Bruns: Das Ergänzungsgesetz werde es in abgespeckter Form geben, ansonsten
aber wenig in Sachen Gleichstellung von Homosexuellen in der nächsten
Legislaturperiode. Das LPartG sei im Kern ein Gewinn an Humanität. Die Ehe müsse
rechtlich auf den Prüfstand gestellt werden und die Politik/Gesellschaft
umsteuern auf Lebensverhältnisse mit Kindern.
Gaserow: „Die SPD muss zum Jagen getragen werden.“ Es sei Druck (durch
die lesbisch-schwule Community) in der Öffentlichkeit oder auf juristischem Wege
nötig.
Feddersen: Es sei möglicherweise ein langer Kampf ähnlich der
Frauengleichstellung.
Bruns: Kinder seien die wirkliche gesellschaftliche Minderheit. Lesbische
Beziehungen mit Kindern würden in Zukunft als Familie anerkannt werden. Jede
Frau, die will, könne künftig Kinder haben.
Gaserow: Lesben und Schwule hätten an einer Stelle gekämpft, was woanders
abgeschafft werden soll (Ehegattensplitting/Ehe).
Feddersen: Was die Community in den vergangenen zehn Jahren geschafft
hat, sei sehr modern. Entscheidend sei nun, was das konservative Lager mache.
Die Haltung von CSU-MdB Norbert Geis stehe für eine Minorität am rechten Rand.

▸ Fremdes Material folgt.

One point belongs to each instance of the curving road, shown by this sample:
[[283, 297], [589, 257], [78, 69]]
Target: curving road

Gaserow: Das LPartG sei Teil einer Antidiskriminierungsbewegung. An
anderer Stelle werde es nun eine Gegenbewegung geben, da sich eine andere
Minderheit gegenüber den Homosexuellen benachteiligt fühle.
Bruns: Die Homosexuellen sollten ihren Kampf um gleiche Rechte nicht
gegen andere Lebensformen führen. Das allerwichtigste der Lebenspartnerschaft
sei die Aussage: Seht her, mit diesem Menschen bin ich zusammen und ich bin
stolz darauf.
Robbers: Für das LPartG-Ergänzungsgesetz sei der Ausgang der
Bundestagswahl am 22. September abzuwarten. Mit dem BVerfG-Urteil zur
Lebenspartnerschaft habe es einen Stimmungsumschwung gegeben, der vorher schon
angelegt gewesen wäre. Das BVerfG „wollte Ruhe an dieser Front haben“ und habe
deshalb „so weit entschieden, wie es zu gehen bereit war“. Die Homosexuellen
müssten weiter für Toleranz kämpfen.